Réunion du 26 mai 2009 à 15h00
Modification du règlement de l'assemblée nationale — Article 26

Photo issue du site de l'Assemblée nationale ou de WikipediaJean-Jacques Urvoas :

Monsieur le président, mes chers collègues, nous arrivons au coeur du projet de modification du règlement de l'Assemblée nationale. Ayant été élu en juin 2007, je n'ai jamais connu d'autre modification du règlement. J'avoue avoir été surpris par les conditions dans lesquelles elle nous a été proposée. Jean-Pierre Soisson l'a dit tout à l'heure, et mieux que je ne saurais le faire, le règlement de l'Assemblée est, par essence, une règle de vie, une règle commune. Il est donc de l'intérêt de tous que nous arrivions à nous mettre d'accord sur des positions communes. Or ce n'est pas ce qui s'est passé dans cette assemblée, en tout cas pas jusqu'à présent. Mais nous ne désespérons pas d'aboutir à un consensus avant le vote solennel qui aura lieu demain : ce matin, en conférence des présidents, Jean-Marc Ayrault a de nouveau tendu la main aux différents présidents de groupe.

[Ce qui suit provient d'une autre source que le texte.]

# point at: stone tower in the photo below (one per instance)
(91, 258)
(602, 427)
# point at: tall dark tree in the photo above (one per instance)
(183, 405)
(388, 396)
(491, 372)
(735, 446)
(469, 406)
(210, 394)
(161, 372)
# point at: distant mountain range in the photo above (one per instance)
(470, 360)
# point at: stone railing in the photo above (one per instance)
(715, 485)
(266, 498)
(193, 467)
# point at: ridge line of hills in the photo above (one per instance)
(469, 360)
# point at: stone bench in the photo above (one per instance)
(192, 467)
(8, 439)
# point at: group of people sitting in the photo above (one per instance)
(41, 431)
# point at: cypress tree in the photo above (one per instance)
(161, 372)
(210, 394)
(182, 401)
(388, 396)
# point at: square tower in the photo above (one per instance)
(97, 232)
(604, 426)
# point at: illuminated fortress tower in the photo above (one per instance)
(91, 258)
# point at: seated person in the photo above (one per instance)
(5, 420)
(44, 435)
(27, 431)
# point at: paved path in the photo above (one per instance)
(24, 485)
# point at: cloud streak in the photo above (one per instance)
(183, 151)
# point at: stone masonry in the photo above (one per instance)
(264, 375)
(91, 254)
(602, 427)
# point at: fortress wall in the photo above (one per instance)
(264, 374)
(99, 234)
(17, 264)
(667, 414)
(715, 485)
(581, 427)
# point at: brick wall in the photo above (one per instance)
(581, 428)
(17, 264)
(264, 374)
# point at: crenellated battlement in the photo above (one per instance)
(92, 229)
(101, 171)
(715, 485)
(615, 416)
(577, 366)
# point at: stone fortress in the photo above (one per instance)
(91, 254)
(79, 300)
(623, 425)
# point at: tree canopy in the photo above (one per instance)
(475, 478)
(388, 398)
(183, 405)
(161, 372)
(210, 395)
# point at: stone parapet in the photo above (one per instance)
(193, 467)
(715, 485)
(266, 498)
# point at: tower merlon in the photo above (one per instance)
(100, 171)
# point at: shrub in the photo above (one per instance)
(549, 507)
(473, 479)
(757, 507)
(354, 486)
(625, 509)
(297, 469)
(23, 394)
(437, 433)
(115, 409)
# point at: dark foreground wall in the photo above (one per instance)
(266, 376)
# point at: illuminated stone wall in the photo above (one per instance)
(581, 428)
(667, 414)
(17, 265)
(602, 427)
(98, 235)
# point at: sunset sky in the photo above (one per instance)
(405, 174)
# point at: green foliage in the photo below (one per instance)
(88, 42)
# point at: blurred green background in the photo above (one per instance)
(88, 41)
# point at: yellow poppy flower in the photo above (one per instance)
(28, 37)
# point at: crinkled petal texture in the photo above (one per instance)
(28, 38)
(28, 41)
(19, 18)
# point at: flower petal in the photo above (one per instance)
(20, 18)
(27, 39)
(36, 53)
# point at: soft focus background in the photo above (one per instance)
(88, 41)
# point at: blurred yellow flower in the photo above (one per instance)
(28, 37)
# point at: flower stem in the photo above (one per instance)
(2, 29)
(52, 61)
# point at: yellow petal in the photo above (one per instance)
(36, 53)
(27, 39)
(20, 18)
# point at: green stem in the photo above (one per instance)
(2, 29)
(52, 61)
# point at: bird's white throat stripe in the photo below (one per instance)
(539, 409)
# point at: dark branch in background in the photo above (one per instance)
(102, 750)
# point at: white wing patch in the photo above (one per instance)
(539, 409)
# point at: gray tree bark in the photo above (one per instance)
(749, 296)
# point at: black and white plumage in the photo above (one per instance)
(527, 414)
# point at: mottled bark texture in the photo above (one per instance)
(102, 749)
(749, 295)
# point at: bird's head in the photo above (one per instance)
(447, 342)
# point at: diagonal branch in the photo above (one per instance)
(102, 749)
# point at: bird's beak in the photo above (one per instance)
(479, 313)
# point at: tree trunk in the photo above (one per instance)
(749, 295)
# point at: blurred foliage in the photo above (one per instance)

Le ton qui a prévalu jusqu'à présent n'a pas toujours été à la hauteur de l'enjeu qui nous est proposé, à savoir construire les règles qui nous permettront de légiférer dans les meilleures conditions. C'est avec une certaine tristesse que j'ai découvert tout à l'heure, dans une dépêche, une déclaration du Premier ministre qui, sur un ton qui n'est guère en rapport avec la question d'ordre strictement parlementaire que nous avons à traiter ici – puisqu'il s'agit de légiférer, entre parlementaires, sur la manière dont nous allons élaborer la loi –, appelle le groupe majoritaire à ne pas faiblir : y aura-t-il donc un vainqueur et un vaincu ? Il me semblait plutôt que nous devions chercher à rassembler ce qui était épars et trouver le plus petit commun dénominateur.

Je rappelle les raisons pour lesquelles nous sommes hostiles au principe même du temps législatif programmé – nous verrons tout à l'heure les modalités à propos desquelles nous souhaitons trouver des arrangements. L'UMP, groupe majoritaire – le Premier ministre l'a dit encore tout à l'heure – soutient ce principe en arguant du fait que le recours à l'article 49-3 a été quasiment supprimé. L'article 49-3 – dont les constitutionnalistes considèrent qu'il est l'équivalent, en droit parlementaire, de la guerre thermonucléaire globale, c'est-à-dire le moment où l'on tue toute vie – n'a pas disparu de la Constitution ; il est simplement limité à huit utilisations : une fois sur un texte en session ordinaire, une fois en session extraordinaire, une fois sur la loi de finances, une fois sur le projet de loi de financement de la sécurité sociale, et chaque fois pour deux lectures, ce qui fait en tout huit recours possibles. Il ne faut donc pas dire que l'article 49-3 a disparu. La seule période où il n'a pas été utilisé, c'est sous le gouvernement de Lionel Jospin, qui a refusé de l'appliquer pendant une législature entière, montrant ainsi combien il respectait le Parlement.

Nous sommes opposés à cet article, parce que le Gouvernement dispose de moyens de coercition face aux parlementaires, lesquels doivent pouvoir faire valoir leurs arguments dans les meilleures conditions. Autrement dit, nous voulons disposer du temps nécessaire pour convaincre.

S'agissant de l'obstruction parlementaire dont on nous rebat les oreilles, Jean-François Copé a lui-même reconnu dans son ouvrage que tous les textes avaient été votés sans entraves – si ce n'est pas la lettre, c'est bien l'esprit de son livre. Cela montre que ce que l'on appelle l'obstruction n'est qu'un moment de ralentissement. C'est sans doute difficile à supporter pour la majorité, mais celle-ci est par essence éphémère. Demain, nous serons la majorité : nous prendrons notre mal en patience et essaierons d'entendre les arguments que l'opposition aura à faire valoir.

La formule de Guy Carcassonne est pertinente : il est acceptable d'envisager les modalités qui permettent de ne pas perdre de temps, mais il n'est pas supportable que l'on cherche à en gagner. Or c'est bien de cela qu'il s'agit aujourd'hui : vous cherchez à gagner du temps. Vous avez déjà imposé, de manière quasi systématique, les sessions extraordinaires et, depuis 2007, le Gouvernement utilise l'urgence sur la quasi-totalité des textes importants. Bref, les parlementaires vont toujours plus vite et votent les textes de moins en moins bien. Au final, qui supporte les conséquences de cet état de fait ? Les électeurs qui nous ont envoyés ici et qui nous ont demandé de faire la loi. Avec le temps législatif programmé, nous ferons demain la loi moins bien qu'hier. (Applaudissements sur les bancs du groupe SRC.)